Spread a little sunshine

Mike KnaakEditorial, Print Sartell - St. Stephen, Print St. JosephLeave a Comment

Sunshine Week is coming up. But it’s not about your planned spring trip to Arizona or Florida.

Sunshine Week, March 15-21, is a national initiative to educate the public about the importance of open government and the dangers of excessive and unnecessary secrecy.

Good government results when the people’s business takes place in the open….when the sun shines in. When records and meetings are hidden, bad things happen. The Washington Post emphasizes this danger with its slogan – Democracy Dies in Darkness.

Too often, the job of shining light on government operations falls to journalists, but all citizens share the right of access to public records and government meetings. Journalists enjoy no special privilege.

The Florida Society of Newspaper Editors launched Sunshine Sunday in 2002 in response to efforts by some Florida legislators to create scores of new exemptions to the state’s public records law. It was later expanded to cover an entire week when hundreds of media organizations, civic groups, libraries, nonprofits, schools and others engage public discussion on the importance of open government. Sunshine Week is sponsored by the News Leaders Association and Reporters Committee for Freedom of the Press with support from John S. and James L. Knight Foundation and The Gridiron Club and Foundation.

In Minnesota, two laws govern what government actions take place in the sunshine – the Data Practices Act and the Open Meeting Law.

In 1974, Minnesota became the first state to enact a data privacy statute. The statute seeks to balance the public policy interests inherent in government transparency with the privacy interests of individual data subjects. All government data is presumptively public, unless exempted from disclosure under a specific provision of the act or under another state or federal statute. Despite the general presumption of public access, Minnesota has created an extensive data classification system in which the legislature has made many detailed policy decisions on what data is publicly accessible, when and to what extent. This legislative session, for example, there’s an effort to keep private the names of people who win the state lottery.
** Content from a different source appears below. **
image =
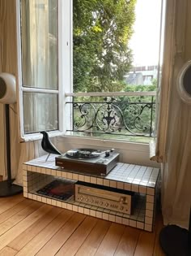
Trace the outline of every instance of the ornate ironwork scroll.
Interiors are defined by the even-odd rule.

The Minnesota Open Meeting Law, enacted in 1957, protects the public’s right to be informed and to prohibit actions from being taken at a secret meeting. The law applies to any state agency, board, commission or department when required or permitted by law to transact public business in a meeting; the governing body of a school district however organized, unorganized territory, county, statutory or home rule city, town, or other public body; any committee, subcommittee, board, department, or commission of a public body; or the governing body or commission of a statewide public pension plan or local public pension plan.

Sadly, many citizens are not aware of the rights available to them. Thanks to technology, access to government records and actions is easier than ever. In many cases, you don’t have to travel to city hall or the courthouse to read public documents and many public meetings are streamed online or broadcast on local cable systems.

When there’s a controversial issue or a dramatic criminal trial, meeting rooms and courtrooms fill up. But day after day, officials are conducting the public’s business, often with no citizens present.

During Sunshine Week, shine a little light of your own. Attend a city council or school board meeting, sign on to a government website and check out meeting agendas or documents or go to a courthouse and watch a hearing or a trial.

You may be surprised what you find in the sunshine.